Configuration & Trade-offs

Privacy comes at a direct cost to model accuracy. You control this trade-off using the config.yaml.

dp_enabled: true
dp_epsilon: 1.0              # Privacy budget
dp_delta: 1e-5               # Failure probability
dp_clipping_norm: 1.0        # Maximum gradient magnitude
dp_noise_multiplier: 0.1     # Scale of the injected Gaussian noise

1. Epsilon ($\epsilon$)

The privacy budget. This is the most critical parameter:

  • $\epsilon < 1.0$: Very strong privacy (Medical/Financial data). Causes significant accuracy loss.
  • $\epsilon \approx 1.0 - 5.0$: The sweet spot. Good privacy with manageable accuracy degradation.
  • $\epsilon > 10.0$: Weak privacy. Used mostly for debugging or public datasets.

2. Delta ($\delta$)

The probability that the privacy guarantee fails. A standard rule of thumb is to set $\delta = 1/N$, where $N$ is the total number of clients in your federation.

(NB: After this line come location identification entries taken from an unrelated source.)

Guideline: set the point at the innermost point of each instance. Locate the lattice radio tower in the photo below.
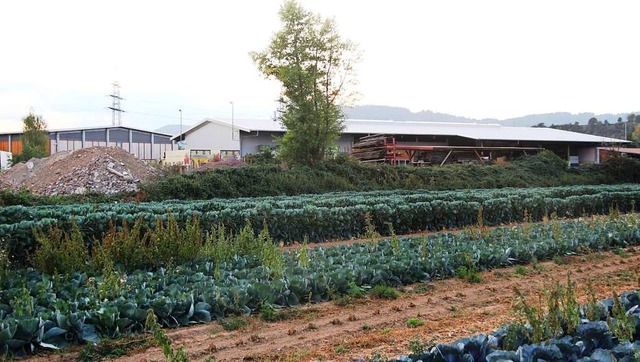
(116, 110)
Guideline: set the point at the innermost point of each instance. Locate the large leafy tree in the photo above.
(35, 138)
(315, 66)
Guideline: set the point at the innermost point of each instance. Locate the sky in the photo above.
(477, 59)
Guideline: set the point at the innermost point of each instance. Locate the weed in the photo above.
(417, 347)
(424, 288)
(522, 270)
(384, 292)
(560, 260)
(395, 241)
(593, 309)
(621, 324)
(269, 313)
(233, 323)
(414, 322)
(23, 304)
(377, 357)
(60, 252)
(369, 228)
(620, 252)
(470, 274)
(303, 253)
(112, 348)
(163, 341)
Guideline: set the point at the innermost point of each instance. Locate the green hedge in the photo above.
(328, 216)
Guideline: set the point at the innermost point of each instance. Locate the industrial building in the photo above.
(146, 145)
(408, 141)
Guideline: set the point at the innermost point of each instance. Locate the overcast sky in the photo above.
(479, 59)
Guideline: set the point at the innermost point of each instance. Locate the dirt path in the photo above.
(450, 309)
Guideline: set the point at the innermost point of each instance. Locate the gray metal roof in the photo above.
(467, 130)
(91, 128)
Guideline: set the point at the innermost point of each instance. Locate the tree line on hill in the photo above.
(628, 129)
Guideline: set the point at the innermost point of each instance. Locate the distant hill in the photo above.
(172, 129)
(400, 114)
(404, 114)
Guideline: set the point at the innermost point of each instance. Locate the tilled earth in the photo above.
(450, 309)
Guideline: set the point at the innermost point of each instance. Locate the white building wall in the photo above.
(251, 142)
(588, 155)
(212, 136)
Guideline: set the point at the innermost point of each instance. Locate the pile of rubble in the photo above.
(105, 170)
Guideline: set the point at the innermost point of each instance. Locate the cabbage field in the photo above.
(40, 311)
(594, 337)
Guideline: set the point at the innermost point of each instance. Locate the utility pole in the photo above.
(116, 110)
(181, 134)
(233, 129)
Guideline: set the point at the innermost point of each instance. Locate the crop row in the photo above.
(41, 311)
(17, 214)
(593, 339)
(406, 212)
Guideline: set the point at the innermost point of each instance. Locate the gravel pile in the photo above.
(105, 170)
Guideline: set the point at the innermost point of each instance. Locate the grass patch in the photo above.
(113, 348)
(233, 323)
(384, 292)
(470, 274)
(414, 322)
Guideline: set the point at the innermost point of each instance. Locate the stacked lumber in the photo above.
(372, 148)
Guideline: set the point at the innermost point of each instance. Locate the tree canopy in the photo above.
(315, 66)
(35, 138)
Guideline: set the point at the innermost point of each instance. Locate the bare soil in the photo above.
(96, 169)
(450, 309)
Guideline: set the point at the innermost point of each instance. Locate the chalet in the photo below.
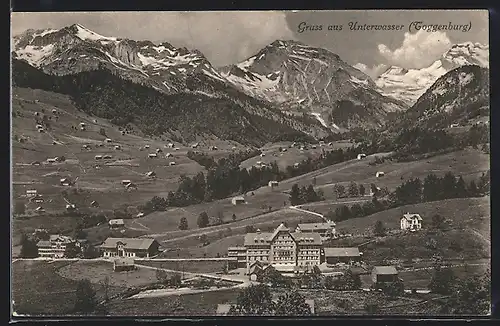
(129, 247)
(273, 184)
(411, 222)
(131, 186)
(238, 200)
(116, 223)
(384, 274)
(123, 265)
(342, 255)
(37, 199)
(40, 210)
(240, 253)
(55, 247)
(325, 230)
(65, 182)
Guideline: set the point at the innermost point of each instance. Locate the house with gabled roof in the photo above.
(411, 222)
(129, 247)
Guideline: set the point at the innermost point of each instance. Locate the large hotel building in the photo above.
(285, 249)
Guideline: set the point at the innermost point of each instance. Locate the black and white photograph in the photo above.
(250, 163)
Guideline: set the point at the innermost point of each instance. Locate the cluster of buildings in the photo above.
(298, 250)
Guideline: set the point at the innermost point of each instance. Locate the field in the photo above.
(96, 271)
(38, 289)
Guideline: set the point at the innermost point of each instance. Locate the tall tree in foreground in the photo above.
(86, 301)
(255, 300)
(292, 304)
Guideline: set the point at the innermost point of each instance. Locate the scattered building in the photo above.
(342, 255)
(384, 274)
(55, 247)
(116, 223)
(325, 230)
(273, 184)
(411, 222)
(240, 253)
(65, 182)
(129, 247)
(238, 200)
(123, 265)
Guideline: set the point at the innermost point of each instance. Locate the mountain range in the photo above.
(304, 90)
(408, 85)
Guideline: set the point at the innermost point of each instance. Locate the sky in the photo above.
(227, 37)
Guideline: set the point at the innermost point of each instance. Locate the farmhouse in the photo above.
(129, 247)
(325, 230)
(36, 199)
(285, 250)
(273, 184)
(342, 255)
(65, 182)
(123, 264)
(116, 223)
(240, 253)
(411, 222)
(238, 200)
(384, 274)
(55, 247)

3. Clipping Norm & Sensitivity

Before noise is added, gradients that are too large (which might uniquely identify an outlier data point) are forcibly clipped down to the dp_clipping_norm. This bounds the “Sensitivity” of the function, ensuring the noise multiplier can successfully mask the updates.

Troubleshooting DP

If your model refuses to converge with DP enabled:

  1. Diverging Loss: Your dp_noise_multiplier is too high, or your learning_rate needs to be lowered to handle the noisy gradients.
  2. Stagnant Accuracy: The dp_clipping_norm might be too aggressive (e.g., 0.1). Try relaxing it to 1.0 or 2.0 to allow the model to actually learn from the data.